L’année 2023 a été déterminante
pour le PGSM. Il a fait l’objet de restructuration, au regard des difficultés
rencontrées dans la mise en œuvre des activités de géosciences. Ainsi, le PTBA
2023 initial a été révisé pour prendre en compte de nouvelles activités.
Celles-ci, qui constitueront du reste la substance du PTBA 2024, ne bénéficieront
que d’un délai de six mois pour être réalisées, le Projet devant prendre fin le
30 juin 2024. «Pour cette dernière étape de mise en œuvre, le temps joue
presque contre nous et nous devons être plus proactifs et diligents dans nos
différentes tâches d’analyse et de validation des produits», a estimé le
coordinateur.
Hamara Touré a
expliqué que dans ce contexte, il s’agit de consolider les acquis du Projet
dans les aspects institutionnels, le renforcement des capacités techniques et
opérationnelles des différentes structures de l’État et des Collectivités opérant
dans le secteur minier, mais également les organisations faîtières des communes
minières. Il a ajouté que ce dernier semestre sera aussi consacré à l’élaboration
de différents rapports de capitalisation et d’achèvement du Projet qui
serviront certainement de jalons d’un nouveau projet dans les années à venir.
Parlant du PTBA révisé
de 2023, le secrétaire général du ministère des Mines a dit avoir constaté que
la mise en œuvre du Plan de passation des marchés issu de ce PTBA se poursuit
normalement. «Le Plan de passation des marchés 2023 du PGSM est démarré à plus
de 90%,80%, des contrats prévus ont été signés avec un taux d’exécution
effectif de 50%», a-t-il détaillé. Soussourou Dembélé a, ensuite, précisé que
le 30 juin 2024 consacrera la clôture du PGSM. Pour ce faire, il est prévu
l’enquête de satisfaction sur la performance du secteur minier au Mali et l’évaluation
de l’indice de gouvernance des ressources minérales. «En tant qu’acteurs du
secteur minier, tous seront concernés par ces deux évaluations. Je saisis
l’occasion pour solliciter votre pleine participation dans la réalisation
desdites évaluations», a exhorté le secrétaire général.
Par ailleurs, il a
invité les participants à un examen minutieux des documents qui leur sont
soumis, notamment le PTBA 2024 dont le montant prévisionnel est estimé à
environ 2,950 milliards de Fcfa. Ce Programme prévoit plusieurs activités.

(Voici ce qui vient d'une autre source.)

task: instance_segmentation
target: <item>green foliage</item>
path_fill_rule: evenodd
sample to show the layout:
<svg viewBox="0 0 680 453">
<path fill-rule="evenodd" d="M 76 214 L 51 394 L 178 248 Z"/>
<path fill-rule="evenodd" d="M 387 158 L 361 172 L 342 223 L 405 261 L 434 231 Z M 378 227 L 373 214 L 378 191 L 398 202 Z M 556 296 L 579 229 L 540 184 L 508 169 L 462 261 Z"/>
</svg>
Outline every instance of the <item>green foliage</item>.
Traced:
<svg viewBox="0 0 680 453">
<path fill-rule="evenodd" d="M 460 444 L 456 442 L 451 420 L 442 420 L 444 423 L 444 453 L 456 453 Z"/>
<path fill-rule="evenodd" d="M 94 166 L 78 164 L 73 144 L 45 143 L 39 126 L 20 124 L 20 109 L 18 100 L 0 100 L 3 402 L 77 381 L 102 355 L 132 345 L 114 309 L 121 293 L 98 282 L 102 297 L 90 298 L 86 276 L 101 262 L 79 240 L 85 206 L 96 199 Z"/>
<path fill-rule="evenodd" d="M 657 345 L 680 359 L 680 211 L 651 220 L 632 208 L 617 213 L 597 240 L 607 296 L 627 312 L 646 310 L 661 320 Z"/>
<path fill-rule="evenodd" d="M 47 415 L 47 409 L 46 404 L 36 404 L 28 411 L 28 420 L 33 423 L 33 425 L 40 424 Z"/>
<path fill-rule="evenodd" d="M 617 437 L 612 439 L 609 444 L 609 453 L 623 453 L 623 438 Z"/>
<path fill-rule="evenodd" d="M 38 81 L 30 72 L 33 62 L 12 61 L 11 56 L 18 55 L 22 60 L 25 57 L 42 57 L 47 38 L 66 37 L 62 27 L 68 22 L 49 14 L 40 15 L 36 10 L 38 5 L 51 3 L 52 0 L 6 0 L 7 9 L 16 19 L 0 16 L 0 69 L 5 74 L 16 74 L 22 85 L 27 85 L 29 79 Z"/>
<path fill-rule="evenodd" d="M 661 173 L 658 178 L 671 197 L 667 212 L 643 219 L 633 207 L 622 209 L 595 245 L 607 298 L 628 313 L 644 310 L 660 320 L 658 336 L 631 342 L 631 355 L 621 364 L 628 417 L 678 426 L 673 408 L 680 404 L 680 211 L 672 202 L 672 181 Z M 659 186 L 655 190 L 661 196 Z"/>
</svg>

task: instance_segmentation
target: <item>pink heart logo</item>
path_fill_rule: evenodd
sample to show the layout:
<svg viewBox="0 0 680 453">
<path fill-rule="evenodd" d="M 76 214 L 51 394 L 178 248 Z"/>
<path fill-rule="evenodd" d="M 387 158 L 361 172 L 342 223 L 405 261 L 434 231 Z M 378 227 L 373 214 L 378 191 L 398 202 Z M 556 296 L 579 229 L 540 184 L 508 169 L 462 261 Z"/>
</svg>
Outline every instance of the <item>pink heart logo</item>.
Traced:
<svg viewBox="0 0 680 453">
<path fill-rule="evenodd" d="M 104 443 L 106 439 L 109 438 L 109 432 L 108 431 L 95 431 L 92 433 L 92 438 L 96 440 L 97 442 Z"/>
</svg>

Elles permettront la mise à jour du cadre politique et réglementaire en faveur
de la diversification de la production minière, le renforcement des
arrangements institutionnels et des capacités pour une gestion efficace du
secteur minier.
Autre attente est l’amélioration de la transparence des revenus
des industries extractives et la promotion de la responsabilité sociale et de
la participation directe des citoyens à la gestion des revenus des industries
extractives aux niveaux national et local. S’y ajoute la promotion du développement
responsable de l’exploitation minière artisanale et à petite échelle pour la
maximisation du développement local impulsé par le secteur minier.